Ten Guidelines for Dialogue
From More Light Less Heat by Joseph Phelps
- Risk. We will face our differences. We will consider all views and information, even if they conflict with our basic assumptions about the issue and result in conclusions that differ from our own.
- Respect. We will cultivate respect for our dialogue partners as human beings and as fellow Christians. We will take each other’s views and convictions seriously. We will not question one another at the point of sincerity or Christian commitment.
- Fairness. We will not judge people on the other side by popular stereotypes or by their least admirable expressions. We will allow people to define themselves, rather than presuming to know them from inference, categorization, or outside observation. We will allow those on the other side the freedom to restate, change, or expand their position in the course of the dialogue without interpreting these actions a sign of weakness, or ambivalence.
- Humility. We acknowledge that our understanding of God and the things of God is limited and finite. We recognize that issues requiring dialogue are often complex and ambiguous, even when they appear straightforward from one particular vantage point, and that no one has a final answer to the question at hand. We will avoid the presumption of oversimplification.
- Teamwork. We will work tougher as partners with those on the other side of the issue in order to learn something new about our own position, their position, or a new position yet to be discovered.
- Openness. We will be open about the nature of our disagreement and will test our assumptions about where the points of disagreement are. We will not judge the correctness or orthodoxy of a position solely by how it relates to our own position.
- Listening. We will stand next to people on the other side and attempt to hear the issue from their place. We will avoid formulating our response while another is speaking. We will attempt to empathize with other side’s point of view.
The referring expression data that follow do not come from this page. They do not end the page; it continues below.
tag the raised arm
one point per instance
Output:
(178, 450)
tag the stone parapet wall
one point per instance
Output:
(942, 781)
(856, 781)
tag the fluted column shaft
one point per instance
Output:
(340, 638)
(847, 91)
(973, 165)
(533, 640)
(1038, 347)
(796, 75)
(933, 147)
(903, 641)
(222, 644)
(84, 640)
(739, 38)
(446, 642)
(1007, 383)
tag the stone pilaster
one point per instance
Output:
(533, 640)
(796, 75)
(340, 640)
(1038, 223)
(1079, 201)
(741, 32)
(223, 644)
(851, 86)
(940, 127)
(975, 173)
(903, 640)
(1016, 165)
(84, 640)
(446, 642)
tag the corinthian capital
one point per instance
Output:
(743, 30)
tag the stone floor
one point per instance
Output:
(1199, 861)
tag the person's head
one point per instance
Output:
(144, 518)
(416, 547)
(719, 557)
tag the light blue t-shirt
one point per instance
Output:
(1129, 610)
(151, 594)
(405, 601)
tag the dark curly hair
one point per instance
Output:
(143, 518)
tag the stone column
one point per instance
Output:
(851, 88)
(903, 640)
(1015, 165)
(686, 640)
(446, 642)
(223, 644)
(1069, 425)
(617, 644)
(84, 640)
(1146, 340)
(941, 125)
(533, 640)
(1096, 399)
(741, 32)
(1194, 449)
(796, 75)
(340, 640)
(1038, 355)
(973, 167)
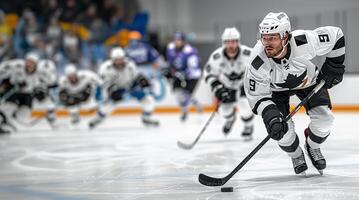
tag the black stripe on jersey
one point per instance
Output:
(209, 76)
(216, 56)
(292, 147)
(300, 40)
(257, 62)
(337, 60)
(246, 52)
(248, 119)
(339, 44)
(214, 84)
(255, 111)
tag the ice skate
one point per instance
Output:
(247, 133)
(299, 164)
(228, 126)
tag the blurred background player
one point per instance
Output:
(225, 73)
(77, 89)
(19, 77)
(121, 78)
(45, 93)
(184, 71)
(141, 53)
(282, 66)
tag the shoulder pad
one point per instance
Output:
(246, 52)
(257, 62)
(216, 56)
(188, 49)
(300, 39)
(171, 45)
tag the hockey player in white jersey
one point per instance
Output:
(224, 72)
(45, 92)
(282, 66)
(20, 77)
(77, 90)
(121, 77)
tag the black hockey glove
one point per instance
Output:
(66, 98)
(166, 72)
(115, 93)
(220, 91)
(331, 73)
(142, 81)
(40, 93)
(179, 80)
(274, 122)
(85, 94)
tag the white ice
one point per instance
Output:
(122, 159)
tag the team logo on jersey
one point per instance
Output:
(293, 80)
(234, 76)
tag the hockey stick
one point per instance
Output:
(211, 181)
(190, 146)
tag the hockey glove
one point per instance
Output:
(274, 122)
(40, 93)
(166, 72)
(85, 94)
(331, 73)
(220, 91)
(142, 81)
(179, 80)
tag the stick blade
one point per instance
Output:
(210, 181)
(184, 146)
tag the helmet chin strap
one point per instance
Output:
(283, 48)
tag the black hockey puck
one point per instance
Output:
(227, 189)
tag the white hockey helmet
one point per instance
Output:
(70, 69)
(33, 57)
(231, 34)
(275, 23)
(117, 53)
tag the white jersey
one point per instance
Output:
(296, 70)
(15, 71)
(86, 78)
(47, 71)
(121, 78)
(229, 72)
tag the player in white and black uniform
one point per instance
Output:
(120, 77)
(19, 77)
(77, 89)
(282, 66)
(224, 72)
(44, 93)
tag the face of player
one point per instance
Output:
(119, 63)
(232, 47)
(272, 44)
(30, 66)
(134, 43)
(179, 43)
(72, 78)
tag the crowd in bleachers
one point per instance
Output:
(68, 31)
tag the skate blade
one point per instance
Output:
(248, 138)
(304, 174)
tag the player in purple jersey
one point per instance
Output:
(184, 71)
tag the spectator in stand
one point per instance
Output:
(94, 51)
(70, 11)
(50, 9)
(140, 52)
(26, 32)
(6, 47)
(107, 10)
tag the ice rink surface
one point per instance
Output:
(122, 159)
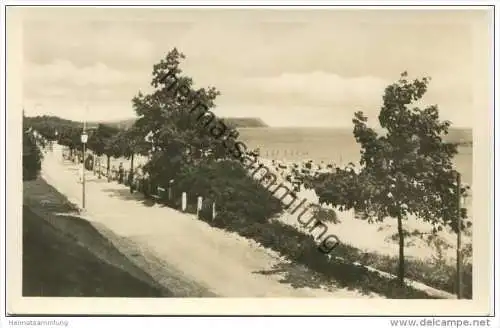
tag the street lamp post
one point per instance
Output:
(84, 138)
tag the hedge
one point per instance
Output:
(245, 207)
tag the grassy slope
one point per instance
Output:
(55, 264)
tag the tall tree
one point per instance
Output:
(177, 120)
(100, 140)
(406, 171)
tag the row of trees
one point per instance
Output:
(103, 139)
(406, 171)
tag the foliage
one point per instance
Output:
(178, 133)
(32, 157)
(47, 126)
(100, 139)
(407, 170)
(237, 195)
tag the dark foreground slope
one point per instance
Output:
(56, 264)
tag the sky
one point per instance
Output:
(288, 67)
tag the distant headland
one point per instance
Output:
(235, 122)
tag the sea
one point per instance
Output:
(327, 145)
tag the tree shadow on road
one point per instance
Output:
(124, 194)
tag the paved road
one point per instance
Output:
(177, 250)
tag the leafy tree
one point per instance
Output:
(128, 143)
(70, 136)
(405, 171)
(100, 141)
(176, 118)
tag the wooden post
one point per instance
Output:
(459, 238)
(200, 205)
(184, 201)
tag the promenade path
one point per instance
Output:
(178, 250)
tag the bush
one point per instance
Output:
(238, 197)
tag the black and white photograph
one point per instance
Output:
(314, 154)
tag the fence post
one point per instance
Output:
(200, 204)
(184, 201)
- First-Person Speech. We will limit our speaking to the information, materials, and evidence we have available to us. We will focus on how we can deepen our understanding of the other side and narrow the gap from our side, rather than worry or complain about what the other side will or will not do.
- Depth. We will explore the complexity of needs, interests, feelings, and convictions that underlie the various positions on the issue. We will search for the secondary, interconnected issues and assumptions behind the presenting issue. We will be cautious of quick, easy solutions that appear to heal instantly or convert others to our side, but merely mask the point of disagreement.
- Patience. Because we recognize that good dialogue is always a sustained conversation, we will stay with the process and not avoid or abandon the dialogue.